Eine schmale Steintreppe führte in den obern Stock des Hauses. Das Haus hatte keinen innern Hof, wie die Maurenhäuser in den Städten. Durch eine Bogenthür traten wir in das Empfangszimmer des Scheiks. Es war ein weites, hohes und kühles Gemach, zwei runde Säulen trugen die Decke, deren Querbalken starke Palmenstäbe bildeten, während die Zwischenränme zwischen den Querbalken mit Palmenzweigen ausgefüllt waren. Die Wände hatten den in arabischen Häusern gewöhnlichen Gypsanstrich Palmenmatten bedeckten den Steinboden.
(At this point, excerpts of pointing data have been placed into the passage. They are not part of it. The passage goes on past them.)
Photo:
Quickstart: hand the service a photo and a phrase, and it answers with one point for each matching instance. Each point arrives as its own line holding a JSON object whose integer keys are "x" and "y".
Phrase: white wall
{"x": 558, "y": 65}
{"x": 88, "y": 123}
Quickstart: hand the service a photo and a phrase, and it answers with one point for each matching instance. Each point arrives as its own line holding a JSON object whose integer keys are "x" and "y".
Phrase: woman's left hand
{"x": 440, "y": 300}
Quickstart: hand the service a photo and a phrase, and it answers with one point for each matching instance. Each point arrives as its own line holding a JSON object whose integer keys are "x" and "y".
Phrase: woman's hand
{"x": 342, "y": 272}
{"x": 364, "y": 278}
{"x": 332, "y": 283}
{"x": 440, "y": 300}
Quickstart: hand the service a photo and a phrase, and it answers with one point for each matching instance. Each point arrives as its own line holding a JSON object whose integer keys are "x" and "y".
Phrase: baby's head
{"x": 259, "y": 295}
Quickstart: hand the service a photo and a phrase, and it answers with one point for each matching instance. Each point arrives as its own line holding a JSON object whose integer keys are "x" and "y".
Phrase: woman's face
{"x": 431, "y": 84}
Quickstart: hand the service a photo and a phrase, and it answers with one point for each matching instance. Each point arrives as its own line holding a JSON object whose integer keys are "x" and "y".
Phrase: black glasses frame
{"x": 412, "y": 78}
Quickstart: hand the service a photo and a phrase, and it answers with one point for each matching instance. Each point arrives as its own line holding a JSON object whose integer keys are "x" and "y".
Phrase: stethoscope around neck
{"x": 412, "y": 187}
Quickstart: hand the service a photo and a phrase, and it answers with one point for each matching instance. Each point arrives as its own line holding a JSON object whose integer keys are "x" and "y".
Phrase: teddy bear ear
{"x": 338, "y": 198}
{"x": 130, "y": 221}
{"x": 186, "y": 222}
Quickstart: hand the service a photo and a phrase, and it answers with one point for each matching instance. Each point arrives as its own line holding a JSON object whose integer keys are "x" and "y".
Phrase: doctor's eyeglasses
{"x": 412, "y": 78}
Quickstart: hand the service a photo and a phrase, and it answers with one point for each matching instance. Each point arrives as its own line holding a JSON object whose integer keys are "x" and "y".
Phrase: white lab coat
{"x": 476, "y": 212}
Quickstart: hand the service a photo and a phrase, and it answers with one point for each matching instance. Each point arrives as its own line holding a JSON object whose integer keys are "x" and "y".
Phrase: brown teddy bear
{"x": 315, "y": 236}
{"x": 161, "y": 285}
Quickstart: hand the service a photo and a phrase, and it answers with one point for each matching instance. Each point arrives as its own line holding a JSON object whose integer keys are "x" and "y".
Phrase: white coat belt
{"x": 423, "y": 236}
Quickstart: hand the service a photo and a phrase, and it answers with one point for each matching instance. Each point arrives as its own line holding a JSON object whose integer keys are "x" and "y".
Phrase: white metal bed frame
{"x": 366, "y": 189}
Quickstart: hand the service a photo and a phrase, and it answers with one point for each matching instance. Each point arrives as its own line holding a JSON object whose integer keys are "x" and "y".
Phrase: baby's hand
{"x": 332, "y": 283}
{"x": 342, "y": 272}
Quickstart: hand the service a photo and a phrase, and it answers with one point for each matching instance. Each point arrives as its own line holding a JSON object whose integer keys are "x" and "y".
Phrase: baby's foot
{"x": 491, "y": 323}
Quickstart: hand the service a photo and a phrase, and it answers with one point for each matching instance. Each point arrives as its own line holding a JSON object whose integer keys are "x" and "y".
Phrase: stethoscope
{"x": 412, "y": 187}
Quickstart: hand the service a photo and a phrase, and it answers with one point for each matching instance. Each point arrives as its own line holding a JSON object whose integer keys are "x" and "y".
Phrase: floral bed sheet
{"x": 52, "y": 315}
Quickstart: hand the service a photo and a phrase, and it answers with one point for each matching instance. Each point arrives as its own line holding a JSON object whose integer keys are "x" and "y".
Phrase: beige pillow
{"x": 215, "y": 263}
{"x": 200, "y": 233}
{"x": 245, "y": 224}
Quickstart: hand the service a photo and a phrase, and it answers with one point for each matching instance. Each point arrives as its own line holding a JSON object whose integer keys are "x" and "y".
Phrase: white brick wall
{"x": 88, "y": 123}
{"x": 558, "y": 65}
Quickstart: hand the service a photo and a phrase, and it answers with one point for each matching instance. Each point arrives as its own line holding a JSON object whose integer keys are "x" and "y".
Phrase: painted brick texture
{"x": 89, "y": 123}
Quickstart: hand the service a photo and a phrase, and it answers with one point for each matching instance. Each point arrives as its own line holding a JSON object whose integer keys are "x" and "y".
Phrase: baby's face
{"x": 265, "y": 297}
Zwei mit bunten Teppichen belegte Divans füllten die Ecken des Saales aus, während in der dritten Ecke ein Kamin angebracht war. Als wir eintraten, erhob sich ein Mann von dem Divan und hieß uns willkommen. Der Spahi überreichte den Empfehlungsbrief des Commandanten von Biscara, der in arabischer Sprache geschrieben war. Der Araber nahm ihn und sagte mir, nachdem er ihn gelesen hatte, sein Bruder, der Scheik, sei augenblicklich nicht zu Hause, doch würde er ihn sofort von dem Besuche benachrichtigen und ihn holen lassen. Er hieß mich nochmals willkommen und lud mich ein, auf dem Divan auszuruhen. Dann erschienen zwei arabische Diener und brachten Datteln, Feigen, Mandeln und Milch zur Erfrischung, während der Spahi wieder vor das Haus gegangen war, um sich um die Pferde zu bekümmern.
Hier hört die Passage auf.